Stephen M. Cutler will depart the Securities and Exchange Commission later this month as one of the regulator's most active enforcement directors, but New York Post columnist Christopher Byron takes issue with what most casual observers would presume an impressive tenure.

As the SEC noted when it broke the news last week, Cutler's days as enforcement chief included oversight of investigations into some of the largest financial reporting failures in the nation's history, such as Enron, WorldCom, Adelphia, Qwest, Tyco and HealthSouth. Cutler's $750 million penalty against WorldCom, the SEC touted, is the largest enforcement action in the regulator's 71-year history.

Byron, however, writes that "those investigative scalps are not evidence of success so much as an indictment of the entire manner in which the law is enforced on [Wall Street] - after-the-fact and on-the-cheap."

Pointing a finger not so much at Cutler and his boss, SEC Chairman William H. Donaldson, as a politically-charged regulatory body that turns a blind eye to malfeasance during bullish times, Byron claims that the Enron fiasco should have been exposed at least a year before its January 2002 collapse. Citing concurrent press reports from Fortune magazine and The Street.com during the March 2001 timeframe, Byron asserts that "the accounting errors at Enron were in full public view to everyone."

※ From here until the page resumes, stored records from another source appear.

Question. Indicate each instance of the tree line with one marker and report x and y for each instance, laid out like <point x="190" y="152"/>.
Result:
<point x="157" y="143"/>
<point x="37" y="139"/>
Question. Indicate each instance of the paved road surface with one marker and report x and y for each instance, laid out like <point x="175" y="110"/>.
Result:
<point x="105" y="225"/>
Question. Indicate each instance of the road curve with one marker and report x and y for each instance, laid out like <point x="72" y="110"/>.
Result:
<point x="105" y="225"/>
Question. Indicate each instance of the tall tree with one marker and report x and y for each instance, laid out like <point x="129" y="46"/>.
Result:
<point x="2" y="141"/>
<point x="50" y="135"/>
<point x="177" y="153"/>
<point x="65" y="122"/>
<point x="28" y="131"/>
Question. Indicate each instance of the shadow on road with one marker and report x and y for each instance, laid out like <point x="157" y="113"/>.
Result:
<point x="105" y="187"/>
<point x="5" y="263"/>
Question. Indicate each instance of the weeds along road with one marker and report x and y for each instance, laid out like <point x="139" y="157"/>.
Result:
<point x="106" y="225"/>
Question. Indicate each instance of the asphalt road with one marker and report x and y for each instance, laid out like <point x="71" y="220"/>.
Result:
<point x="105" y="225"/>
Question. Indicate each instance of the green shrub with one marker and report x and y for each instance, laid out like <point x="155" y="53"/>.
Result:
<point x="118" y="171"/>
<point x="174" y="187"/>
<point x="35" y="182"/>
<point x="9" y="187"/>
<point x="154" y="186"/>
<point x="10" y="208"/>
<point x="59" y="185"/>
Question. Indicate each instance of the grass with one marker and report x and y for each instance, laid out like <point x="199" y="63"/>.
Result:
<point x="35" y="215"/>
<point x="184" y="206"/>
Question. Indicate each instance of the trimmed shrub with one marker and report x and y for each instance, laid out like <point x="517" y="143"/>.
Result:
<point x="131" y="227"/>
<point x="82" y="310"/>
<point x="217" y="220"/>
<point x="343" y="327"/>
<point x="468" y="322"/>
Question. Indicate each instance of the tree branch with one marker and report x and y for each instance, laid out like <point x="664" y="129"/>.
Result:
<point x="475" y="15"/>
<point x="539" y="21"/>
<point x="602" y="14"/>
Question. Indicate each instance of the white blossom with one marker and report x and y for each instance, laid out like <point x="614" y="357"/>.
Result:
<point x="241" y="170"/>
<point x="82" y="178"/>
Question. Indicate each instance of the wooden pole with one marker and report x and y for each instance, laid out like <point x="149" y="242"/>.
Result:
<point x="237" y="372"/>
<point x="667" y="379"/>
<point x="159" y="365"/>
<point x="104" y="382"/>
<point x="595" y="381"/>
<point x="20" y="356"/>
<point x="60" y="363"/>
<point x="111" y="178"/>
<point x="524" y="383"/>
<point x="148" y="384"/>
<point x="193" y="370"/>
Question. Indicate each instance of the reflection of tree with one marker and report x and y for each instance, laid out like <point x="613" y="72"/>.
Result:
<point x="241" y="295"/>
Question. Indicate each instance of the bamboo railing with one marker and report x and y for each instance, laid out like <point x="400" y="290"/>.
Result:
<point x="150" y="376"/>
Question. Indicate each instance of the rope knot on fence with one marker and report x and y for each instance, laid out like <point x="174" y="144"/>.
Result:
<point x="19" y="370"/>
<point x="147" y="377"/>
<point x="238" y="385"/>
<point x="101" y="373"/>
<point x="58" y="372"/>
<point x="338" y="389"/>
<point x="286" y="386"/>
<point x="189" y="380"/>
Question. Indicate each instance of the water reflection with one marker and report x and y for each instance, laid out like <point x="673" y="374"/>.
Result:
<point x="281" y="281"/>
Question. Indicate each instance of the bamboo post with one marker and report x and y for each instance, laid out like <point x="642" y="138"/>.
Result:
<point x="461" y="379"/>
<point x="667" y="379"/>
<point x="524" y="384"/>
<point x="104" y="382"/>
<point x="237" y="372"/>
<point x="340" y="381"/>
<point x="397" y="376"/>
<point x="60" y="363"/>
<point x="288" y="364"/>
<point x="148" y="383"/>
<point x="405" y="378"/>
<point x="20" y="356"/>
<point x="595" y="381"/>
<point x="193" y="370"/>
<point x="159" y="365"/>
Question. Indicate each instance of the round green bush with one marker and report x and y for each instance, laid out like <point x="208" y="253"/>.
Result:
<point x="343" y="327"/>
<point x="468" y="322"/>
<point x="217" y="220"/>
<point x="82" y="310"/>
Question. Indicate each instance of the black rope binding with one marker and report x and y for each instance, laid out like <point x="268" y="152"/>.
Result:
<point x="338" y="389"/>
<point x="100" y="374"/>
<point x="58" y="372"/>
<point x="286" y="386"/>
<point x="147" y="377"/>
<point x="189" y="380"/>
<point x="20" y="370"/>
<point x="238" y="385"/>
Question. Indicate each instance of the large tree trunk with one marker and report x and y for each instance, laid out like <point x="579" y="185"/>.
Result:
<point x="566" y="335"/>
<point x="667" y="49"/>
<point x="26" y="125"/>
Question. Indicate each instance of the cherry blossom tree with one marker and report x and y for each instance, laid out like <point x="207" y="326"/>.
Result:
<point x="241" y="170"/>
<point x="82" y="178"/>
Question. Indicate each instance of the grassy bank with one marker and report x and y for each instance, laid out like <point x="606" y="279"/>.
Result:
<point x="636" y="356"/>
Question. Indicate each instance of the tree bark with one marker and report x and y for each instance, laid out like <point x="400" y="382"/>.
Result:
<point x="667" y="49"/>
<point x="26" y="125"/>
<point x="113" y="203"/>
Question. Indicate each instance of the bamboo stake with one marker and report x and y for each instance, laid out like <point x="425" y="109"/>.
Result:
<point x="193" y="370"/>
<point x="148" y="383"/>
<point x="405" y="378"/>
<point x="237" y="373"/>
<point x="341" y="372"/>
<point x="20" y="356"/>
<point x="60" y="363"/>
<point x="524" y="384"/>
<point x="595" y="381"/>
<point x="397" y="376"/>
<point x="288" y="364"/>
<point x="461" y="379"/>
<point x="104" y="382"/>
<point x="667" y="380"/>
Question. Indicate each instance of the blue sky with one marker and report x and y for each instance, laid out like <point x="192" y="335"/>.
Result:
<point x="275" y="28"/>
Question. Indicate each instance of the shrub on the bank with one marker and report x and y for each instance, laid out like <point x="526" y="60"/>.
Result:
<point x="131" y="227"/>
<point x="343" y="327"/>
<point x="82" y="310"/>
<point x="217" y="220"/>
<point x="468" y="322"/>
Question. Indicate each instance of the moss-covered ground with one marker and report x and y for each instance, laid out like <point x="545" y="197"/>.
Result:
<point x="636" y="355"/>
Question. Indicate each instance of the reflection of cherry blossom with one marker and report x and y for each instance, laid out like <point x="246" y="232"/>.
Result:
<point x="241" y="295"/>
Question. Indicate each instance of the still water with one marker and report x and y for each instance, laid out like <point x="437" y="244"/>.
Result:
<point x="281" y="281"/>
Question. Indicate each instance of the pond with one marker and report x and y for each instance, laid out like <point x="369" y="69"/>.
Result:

"In fact," Byron tells the Post's 700,000 daily readers, "nearly every major corporate fraud of the 1990s surfaced first in the press - sometimes a year before anyone at the SEC, Cutler included, noticed anything amiss."

And in his parting shot, Byron advises Cutler and Donaldson "not try to run around taking credit for cleaning up problems [the SEC] let develop in the first place."